Spin 1/2 Fermions in the Unitary Limit.III

TL;DR

This paper investigates the energy of spin 1/2 fermions at the unitary limit, incorporating mean-field effects and off-shell interactions, and finds that these factors significantly influence the energy estimates, bringing them closer to experimental results.

Contribution

The study extends previous models by including dispersion corrections and off-shell effects, providing a more accurate calculation of fermion energy at unitarity.

Findings

Mean-field propagation increases energy estimates significantly.

Dispersion correction suggests a revised energy ratio of approximately 0.4 to 0.5.

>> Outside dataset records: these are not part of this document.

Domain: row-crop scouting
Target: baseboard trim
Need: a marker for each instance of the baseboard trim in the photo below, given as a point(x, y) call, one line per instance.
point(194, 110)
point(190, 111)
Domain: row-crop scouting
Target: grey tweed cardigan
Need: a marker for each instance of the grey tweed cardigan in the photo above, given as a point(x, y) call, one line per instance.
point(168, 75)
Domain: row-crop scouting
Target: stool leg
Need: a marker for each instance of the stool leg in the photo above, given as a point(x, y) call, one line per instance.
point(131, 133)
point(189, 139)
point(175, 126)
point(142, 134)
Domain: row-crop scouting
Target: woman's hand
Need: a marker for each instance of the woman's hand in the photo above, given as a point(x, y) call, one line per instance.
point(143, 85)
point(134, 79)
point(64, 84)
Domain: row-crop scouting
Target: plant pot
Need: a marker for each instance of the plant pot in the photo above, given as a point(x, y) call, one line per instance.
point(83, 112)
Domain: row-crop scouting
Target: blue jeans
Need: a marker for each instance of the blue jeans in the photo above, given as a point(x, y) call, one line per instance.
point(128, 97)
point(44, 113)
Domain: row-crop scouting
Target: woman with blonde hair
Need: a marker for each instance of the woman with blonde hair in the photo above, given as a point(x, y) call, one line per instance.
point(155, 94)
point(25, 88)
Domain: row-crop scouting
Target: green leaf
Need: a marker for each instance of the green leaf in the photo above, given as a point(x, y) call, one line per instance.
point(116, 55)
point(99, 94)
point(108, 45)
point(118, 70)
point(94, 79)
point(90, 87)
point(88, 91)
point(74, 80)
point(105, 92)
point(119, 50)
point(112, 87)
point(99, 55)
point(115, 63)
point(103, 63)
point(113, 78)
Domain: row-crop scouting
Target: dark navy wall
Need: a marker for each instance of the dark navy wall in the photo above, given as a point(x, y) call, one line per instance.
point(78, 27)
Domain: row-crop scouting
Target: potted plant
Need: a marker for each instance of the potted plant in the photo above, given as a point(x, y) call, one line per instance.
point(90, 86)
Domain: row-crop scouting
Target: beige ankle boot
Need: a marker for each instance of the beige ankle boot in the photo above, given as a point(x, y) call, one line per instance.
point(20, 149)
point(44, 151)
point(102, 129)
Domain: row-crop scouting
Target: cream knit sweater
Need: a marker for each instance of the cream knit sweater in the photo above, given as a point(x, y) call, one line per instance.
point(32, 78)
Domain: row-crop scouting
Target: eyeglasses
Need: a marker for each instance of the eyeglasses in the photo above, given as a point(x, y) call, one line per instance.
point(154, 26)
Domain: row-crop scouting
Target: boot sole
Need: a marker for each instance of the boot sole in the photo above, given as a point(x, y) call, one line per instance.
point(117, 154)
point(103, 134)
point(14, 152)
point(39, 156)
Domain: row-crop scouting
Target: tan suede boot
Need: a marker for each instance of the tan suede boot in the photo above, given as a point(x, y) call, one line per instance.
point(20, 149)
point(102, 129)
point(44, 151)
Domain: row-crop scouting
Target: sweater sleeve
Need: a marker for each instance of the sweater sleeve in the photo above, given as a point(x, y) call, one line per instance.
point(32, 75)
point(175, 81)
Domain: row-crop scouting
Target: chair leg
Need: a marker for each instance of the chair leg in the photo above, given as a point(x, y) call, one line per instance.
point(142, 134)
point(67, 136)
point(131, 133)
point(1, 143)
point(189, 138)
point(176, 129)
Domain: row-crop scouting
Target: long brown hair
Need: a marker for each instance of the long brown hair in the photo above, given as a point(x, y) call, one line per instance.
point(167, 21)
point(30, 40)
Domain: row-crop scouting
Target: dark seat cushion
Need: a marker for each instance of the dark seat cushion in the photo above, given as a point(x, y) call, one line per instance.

Off-shell effects can alter energy calculations by 10% or more for non-zero effective ranges.

Abstract

In scattering theory, the unitary limit is defined by an infinite scattering-length and a zero effective range, corresponding to a phase-shift \pi/2, independent of energy. This condition is satisfied by a rank-1 separable potential V(k,k')=-v(k)v(k') with v^{2}(k)=(4\pi)^{2}(\Lambda^{2}-k^{2})^{-1/2}, \Lambda being the cut-off in momentum space.Previous calculations using a Pauli-corrected ladder summation to calculate the energy of a zero temperature many body system of spin 1/2 fermions with this interaction gave \xi=0.24 (in units of kinetic energy) independent of density and with \Lambda---->infinity. This value of \xi is appreciably smaller than the experimental and that obtained from other calculations, most notably from Monte Carlo, which in principle would be the most reliable. Our previous work did however also show a strong dependence on effective range r_0 (with r_0=0 at unitarity). With an increase to r_0=1.0 the energy varied from \xi~0.38 at k_f=0.6 1/fm to ~0.45 at k_f=1.8 1/fm which is somewhat closer to the Monte-Carlo results. These previous calculations are here extended by including the effect of the previously neglected mean-field propagation, the dispersion correction. This is repulsive and found to increase drastically with decreasing effective range. It is large enough to suggest a revised value of \xi~0.4 <--> ~0.5 independent of r_0. Off-shell effects are also investigated by introducing a rank-2 (phase-shift equivalent) separable potential. Effects of 10% or more in energy could be demonstrated for r_0>0. It is pointed out that a computational cut-off in momentum-space brings in another scale in the in otherwise scale-less unitary problem.